How close to the mark the old essayist sends his arrow! He is right about the essential qualities of good talk. They are not merely intellectual. They are moral. Goodness of heart, freedom of spirit, gayety of temper, and friendliness of disposition,--these are four fine things, and doubtless as acceptable to God as they are agreeable to men. The talkability which springs out of these qualities has its roots in a good soil. On such a plant one need not look for the poison berries of malign discourse, nor for the Dead Sea apples of frivolous mockery. But fair fruit will be there, pleasant to the sight and good for food, brought forth abundantly according to the season.

III. VARIATIONS--ON A PLEASANT PHRASE FROM MONTAIGNE

Montaigne has given as our text, "Goodness, freedom, gayety, and friendship,"--these are the conditions which produce talkability. And on this fourfold theme we may embroider a few variations, by way of exposition and enlargement.

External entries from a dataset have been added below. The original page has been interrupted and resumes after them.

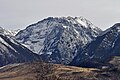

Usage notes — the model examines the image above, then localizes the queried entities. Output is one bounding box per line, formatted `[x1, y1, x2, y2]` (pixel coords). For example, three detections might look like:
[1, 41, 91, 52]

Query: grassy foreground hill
[0, 62, 120, 80]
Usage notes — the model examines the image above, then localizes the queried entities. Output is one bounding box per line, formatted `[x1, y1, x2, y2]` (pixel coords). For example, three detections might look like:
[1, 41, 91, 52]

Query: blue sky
[0, 0, 120, 30]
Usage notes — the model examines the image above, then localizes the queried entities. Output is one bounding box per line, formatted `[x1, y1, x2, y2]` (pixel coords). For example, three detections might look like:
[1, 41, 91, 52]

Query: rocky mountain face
[0, 28, 40, 66]
[16, 17, 102, 64]
[71, 23, 120, 67]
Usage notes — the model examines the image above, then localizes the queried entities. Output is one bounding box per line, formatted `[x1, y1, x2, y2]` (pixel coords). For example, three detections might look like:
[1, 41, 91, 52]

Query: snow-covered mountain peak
[16, 17, 101, 64]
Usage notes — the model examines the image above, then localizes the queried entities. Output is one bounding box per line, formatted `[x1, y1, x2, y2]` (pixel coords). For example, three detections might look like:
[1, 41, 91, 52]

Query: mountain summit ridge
[16, 17, 102, 64]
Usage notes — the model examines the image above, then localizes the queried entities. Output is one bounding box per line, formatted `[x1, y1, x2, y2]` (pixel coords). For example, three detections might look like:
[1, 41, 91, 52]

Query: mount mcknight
[16, 16, 102, 64]
[0, 16, 120, 67]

GOODNESS is the first thing and the most needful. An ugly, envious, irritable disposition is not fitted for talk. The occasions for offence are too numerous, and the way into strife is too short and easy. A touch of good-natured combativeness, a fondness for brisk argument, a readiness to try a friendly bout with any comer, on any ground, is a decided advantage in a talker. It breaks up the offensive monotony of polite concurrence, and makes things lively. But quarrelsomeness is quite another affair, and very fatal.

I am always a little uneasy in a discourse with the Reverend Bellicosus Macduff. It is like playing golf on links liable to earthquakes. One never knows when the landscape will be thrown into convulsions. Macduff has a tendency to regard a difference of opinion as a personal insult. If he makes a bad stroke he seems to think that the way to retrieve it is to deliver the next one on the head of the other player. He does not tarry for the invitation to lay on; and before you know what has happened you find yourself in a position where you are obliged to cry, "Hold, enough!" and to be liberally damned without any bargain to that effect. This is discouraging, and calculated to make one wish that human intercourse might be put, as far as Macduff is concerned, upon the gold basis of silence.